I would melt the candy down, and weigh out an equal mass for each person, regardless of preferences. Unless it was white “chocolate”. In which case I would donate mine and shame everyone else into not eating it cause, eww.

12. Liz Says:

I wonder how much of the Group personality was influenced by the first person who spoke? People like to be led. If the first volunteer leader establishes a stance of mathematical efficiency, people might have just followed along. Similarly, if the first volunteer leader establishes a stance of discussions and emotions. In my experience, people don’t want to disagree with someone’s rational-sounding recommendation and risk the ire of the group. (Alternately, it’s the “sure whatever as long as we get this over with” approach.)

• chacha1 Says:

This is a good point.

The only real-life Group situations I’ve been involved with are in the context of this volunteer board I’m on. And I can attest (as the idea person in the room most of the time) that the person who offers the first idea generally gets agreement just because it means the other people don’t have to think about it anymore.

It might even be a BAD idea. But they would rather not spend additional time/effort on it 99 times out of 100. In my real-life experience, unless someone’s personal money or safety are on the line, they just don’t care enough to argue with the first idea, or even to counter it.

13. oil_garlic Says:

I would definitely divide evenly, as I think some people would sacrifice just because they’re socially taught to do so or just more introverted.

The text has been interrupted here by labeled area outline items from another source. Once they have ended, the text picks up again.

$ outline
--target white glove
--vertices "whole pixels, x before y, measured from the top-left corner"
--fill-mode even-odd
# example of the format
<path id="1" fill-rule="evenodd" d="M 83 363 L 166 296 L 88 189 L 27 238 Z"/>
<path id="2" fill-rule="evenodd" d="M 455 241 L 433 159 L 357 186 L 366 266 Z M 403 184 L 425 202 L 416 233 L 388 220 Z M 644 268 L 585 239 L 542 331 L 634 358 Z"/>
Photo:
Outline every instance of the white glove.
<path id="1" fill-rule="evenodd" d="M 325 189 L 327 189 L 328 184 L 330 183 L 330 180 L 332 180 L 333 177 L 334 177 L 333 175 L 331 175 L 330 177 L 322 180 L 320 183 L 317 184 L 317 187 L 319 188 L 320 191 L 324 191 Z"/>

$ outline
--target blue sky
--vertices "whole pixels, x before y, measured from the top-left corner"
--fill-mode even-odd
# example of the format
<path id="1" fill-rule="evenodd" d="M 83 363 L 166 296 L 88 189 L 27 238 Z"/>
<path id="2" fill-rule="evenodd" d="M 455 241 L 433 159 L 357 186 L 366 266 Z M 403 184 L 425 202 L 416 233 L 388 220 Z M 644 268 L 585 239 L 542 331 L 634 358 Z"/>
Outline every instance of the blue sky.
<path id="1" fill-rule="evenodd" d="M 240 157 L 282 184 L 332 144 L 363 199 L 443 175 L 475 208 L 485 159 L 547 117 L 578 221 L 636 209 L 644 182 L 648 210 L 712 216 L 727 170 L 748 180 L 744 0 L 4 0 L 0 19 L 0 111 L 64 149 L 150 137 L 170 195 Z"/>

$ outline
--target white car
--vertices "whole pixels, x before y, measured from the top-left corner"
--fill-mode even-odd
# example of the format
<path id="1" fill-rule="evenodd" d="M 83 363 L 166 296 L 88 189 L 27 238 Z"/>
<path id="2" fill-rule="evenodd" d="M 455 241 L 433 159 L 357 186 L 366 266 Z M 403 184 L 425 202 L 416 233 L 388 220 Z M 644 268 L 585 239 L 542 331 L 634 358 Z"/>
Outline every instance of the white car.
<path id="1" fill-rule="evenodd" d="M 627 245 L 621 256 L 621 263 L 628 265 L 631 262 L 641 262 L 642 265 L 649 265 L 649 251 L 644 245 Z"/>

Tired of extroverts and men leading the world! Even if I didn’t like chocolate, I would take a piece!

14. Practical Parsimony Says:

All this talk of allergies and why people would give up chocolate or get germs is just the kind of conversation to make me crazy. I would just take charge, declare my hands clean and divide it up. I hate group projects, but this the kind of group project I would enjoy.

I think of things as commodities. If I did not like chocolate, I would take it anyway. Maybe my best friend sitting there would love me more than ever if I passed my share off to her. Besides, I know how sad she would be not getting more chocolate. I would use my power/chocolate to make her happy. So, chocolate in my hands could represent several things: power to do good, a an item to barter, a means of obtaining good will. We all do this but with something more substantial than a miniscule piece of chocolate. I am actually not so calculating in my everyday interactions.

I have given up things I did not like to someone I just met because the new person helped me. Okay, maybe that is a bad example if I did not like the item.

When my children complained about something they did not like and left behind, I always pointed out they could take it and trade for something else. My son traded his sour kraut for cookies in the third grade. My teen daughter traded eye shadow she got for Christmas for a friend’s makeup–neither had opened the items.

• Dave Says:

“I would just take charge [and ignore everyone else’s preferences] … this the kind of group project I would enjoy.”

Sheesh.

15. J Liedl Says:

Right now I’m following a diet which nixes pretty much all candy so I’d pass on my share. Rational division is easy but even easier is passing on something you don’t want or can’t use!